National / History

Xi, top officials absent as China holds Nanking Massacre ceremony


China held a memorial ceremony Sunday for victims of the 1937 massacre committed by the Imperial Japanese Army in Nanking, with President Xi Jinping skipping the event after attending last year, as the two countries move toward repairing their often-testy relations.

This year’s ceremony in the eastern Chinese city comes after China’s successful bid in October to include documents on the military rampage in the “Memory of the World” program by the U.N. Educational, Scientific and Cultural Organization (UNESCO), the U.N.’s cultural agency.

China last year designated Dec. 13 as a national memorial day for the victims and for the first time held a state observance of the tragedy that Beijing says killed more than 300,000.

The previous ceremony was spotlighted internationally as Xi delivered a speech saying that nobody can deny the atrocities, at a time when Sino-Japanese relations were still much more fragile than they are now.

However, in addition to Xi, none of the others who sit on the Chinese ruling Communist Party’s seven-member Politburo Standing Committee, the country’s apex of power, participated in this year’s event.

Leading up to the service, coverage by Chinese official media was also low-key, amid a gradual-but-steady improvement in diplomatic relations between Tokyo and Beijing.

The highest-ranking Chinese official at the ceremony to mark the 78th anniversary of the massacre was Li Jianguo, vice chairman of the Standing Committee of the National People’s Congress.

Citing UNESCO’s recent inscription of a dossier on the widespread killings, Li said “history is the best textbook” in his speech at the venue, where thousands of Chinese officials, veterans and schoolchildren were present.

Li said the massacre has “world significance” as a lesson from the past.
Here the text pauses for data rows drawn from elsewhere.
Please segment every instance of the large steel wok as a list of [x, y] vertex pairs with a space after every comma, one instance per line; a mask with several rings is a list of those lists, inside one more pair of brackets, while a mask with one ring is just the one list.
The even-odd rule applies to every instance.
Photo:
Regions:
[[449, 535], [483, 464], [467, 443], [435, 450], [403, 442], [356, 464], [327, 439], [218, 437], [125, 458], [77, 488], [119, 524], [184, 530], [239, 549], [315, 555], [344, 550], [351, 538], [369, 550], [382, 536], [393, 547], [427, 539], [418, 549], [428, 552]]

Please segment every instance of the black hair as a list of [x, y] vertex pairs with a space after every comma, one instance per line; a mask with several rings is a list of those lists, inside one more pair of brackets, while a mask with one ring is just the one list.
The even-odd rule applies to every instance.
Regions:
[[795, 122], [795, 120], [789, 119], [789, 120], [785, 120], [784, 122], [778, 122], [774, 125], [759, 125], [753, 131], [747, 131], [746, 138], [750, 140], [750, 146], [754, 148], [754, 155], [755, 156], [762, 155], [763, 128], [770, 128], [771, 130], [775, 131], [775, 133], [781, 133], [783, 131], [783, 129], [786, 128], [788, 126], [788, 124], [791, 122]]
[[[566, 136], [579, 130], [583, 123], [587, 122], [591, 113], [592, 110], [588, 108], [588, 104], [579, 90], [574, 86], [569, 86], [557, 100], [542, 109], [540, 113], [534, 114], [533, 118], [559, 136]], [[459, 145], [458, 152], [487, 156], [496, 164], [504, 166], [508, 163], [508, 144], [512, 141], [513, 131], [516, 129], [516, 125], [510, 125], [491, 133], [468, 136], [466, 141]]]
“We have to resolutely oppose anyone who beautifies the war of aggression and any action or word that attempts to drive history backward,” Li said.

But at the same, in line with what Xi has been saying in past months, the vice chairman said the two countries have witnessed a great development since the 1972 normalization of diplomatic ties and that both should continue to promote friendly cooperation with a future-oriented spirit and contribute to world peace.

Japanese troops invaded China in the 1930s and the two Asian countries fought a full-scale war from 1937 to 1945 that ended with Japan’s defeat in World War II.

On Dec. 13, 1937, Japanese forces took control of Nanking, the name of the Chinese capital at the time. It is now known as Nanjing.

Japanese troops’ killing of a large number of Chinese civilians, rape of women and looting, in both the run-up to the city’s capture and the weeks that followed, remains one of the biggest sources of friction between the neighbors.

China this year has held a series of events to mark the 70th anniversary of what it calls its victory against Japan’s aggression, including a massive military parade in September in Beijing.

Japanese and Chinese historians are still divided on the number of victims in the mass murder.

Differing views on the number has been a cause of tension between them.

Japanese and some foreign historians have estimated the number of Chinese civilians and soldiers killed by the Japanese military to range from the tens of thousands to 200,000.

Some Japanese nationalists dispute that a massacre in Nanjing, which is now the provincial capital of Jiangsu province, even took place.

With regard to UNESCO’s inscription, the Japanese government has lodged a protest over an entity that should be neutral in sensitive political and historical issues “unilaterally” including the Chinese documents in the world list without allowing Tokyo to access them for verification.